Matter of Kaplan v New York City Tr. Auth.Annotate this Case
Decided and Entered: June 7, 2018
[*1]In the Matter of the Claim of LYUBOV KAPLAN, Appellant,
NEW YORK CITY TRANSIT AUTHORITY, Respondent. WORKERS' COMPENSATION BOARD, Respondent.
Calendar Date: May 3, 2018
Before: McCarthy, J.P., Devine, Clark, Aarons and Pritzker, JJ.
Grey & Grey, LLP, Farmingdale (Sanjai Doobay of counsel), for appellant.
Jones Jones LLC, New York City (David S. Secemski of counsel), for New York City Transit Authority, respondent.
MEMORANDUM AND ORDER
Appeal from a decision of the Workers' Compensation Board, filed February 23, 2017, which ruled that decedent's death did not arise out of and in the course of his employment and denied claimant's claim for workers' compensation death benefits.
On July 11, 2015, claimant's husband (hereinafter decedent), who was employed to perform equipment maintenance for the employer, collapsed in the locker room at work. Decedent was later pronounced dead at the hospital, and the emergency room
records attributed his death to sudden cardiac arrest secondary to cardiovascular disease due to old age. Claimant applied for workers' compensation death benefits and, following hearings, a Workers' Compensation Law Judge established the claim, finding that the employer's proof did not rebut the presumption of compensability in Workers' Compensation Law § 21. The Workers' Compensation Board reversed, concluding that, even if the presumption applies, it was rebutted and claimant had not submitted a medical opinion to support a finding that decedent's death was causally-related to his employment. Claimant appeals.
To be compensable under the Workers' Compensation Law, an accidental injury must arise both out of and in the course of employment (see Workers' Compensation Law §§ 2 ; 10 [*2]). While a presumption of compensability arises where an unwitnessed or unexplained death occurs during the course of employment (see Workers' Compensation Law § 21 ), relieving claimant of the obligation to submit prima facie medical evidence of a causal relationship, that presumption "may be rebutted if substantial evidence demonstrates that the death was not work related" (Matter of Lavigne v Hannaford Bros Co., 153 AD3d 1067, 1068  [internal quotation marks and citation omitted]; see Matter of Rasiej v Syska Hennesy Group Inc., 145 AD3d 1332, 1332 ).

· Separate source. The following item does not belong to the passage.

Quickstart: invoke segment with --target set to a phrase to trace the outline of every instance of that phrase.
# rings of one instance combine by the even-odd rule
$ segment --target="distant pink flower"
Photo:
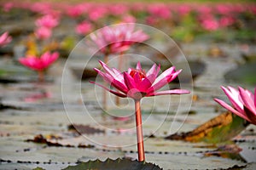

Like any administrative agency, the Board must render decisions based on the evidence contained in the record pertaining to the particular case before it. Here, the Board relied on medical records apparently contained in the case file for a separate claim filed by decedent based on a November 2014 fall at work. Although the record in the present case indicates that George Brief — a physician who conducted a review of decedent's medical records on behalf of the employer and issued a report — reviewed a one-page document containing hospital discharge instructions related to decedent's treatment in November 2014, that one page is the only medical record from 2014 that is included in the current record. Despite the absence in this record of any other medical records related to the prior incident, the Board relied heavily upon medical records contained in the case file for the 2014 claim (compare 12 NYCRR 300.18 [b], [c], [e] [referring to the Board's "case file" when addressing the proper content of a record on appeal]). The employer did not request that the Board rely on those 2014 records, nor did it adhere to the procedure for introducing additional evidence into the administrative appeal that was not before the Workers' Compensation Law Judge (see 12 NYCRR 300.13 [b]  [iii]). The Board's rule provides that, if that procedure is not followed, the Board "will not" consider such new evidence (12 NYCRR 300.13 [b]  [iii]; see Matter of Casale v St. Catherine of Siena Med. Ctr., 156 AD3d 1070, 1071-1072 ).
Claimant was prejudiced because she was not on notice — until she received the Board decision — that the Board would rely on documents from another case file. The employer argues that the referenced medical reports cannot be objectionable because they accurately reflect the treatment rendered, but we cannot verify that without reviewing those reports. The employer further argues that no response to the medical records would change the strength of either side's argument, but that proposition is mere speculation. Either party may have chosen to submit additional medical records reflecting on decedent's medical treatment from November 2014 until his death in July 2015 had the parties been on notice that this period of treatment would be at issue.
Furthermore, we cannot assume that the Board would have reached the same decision had it not considered the medical records from the other case file. The Board referred to more than one of those medical records, indicated that it considered at least 27 pages and quoted at length from one 2014 document that it found to be "most telling with respect to the cause of the decedent's death." In one specific finding, the Board stated that any presumption of compensability was rebutted by Brief's medical opinion and the medical evidence in the case file associated with the other claim. Because the Board improperly relied upon documents outside the record, which are also not before this Court for our review, we reverse.
Devine, Clark, Aarons and Pritzker, JJ., concur.
ORDERED that the decision is reversed, without costs, and matter remitted to the Workers' Compensation Board for further proceedings not inconsistent with this Court's decision.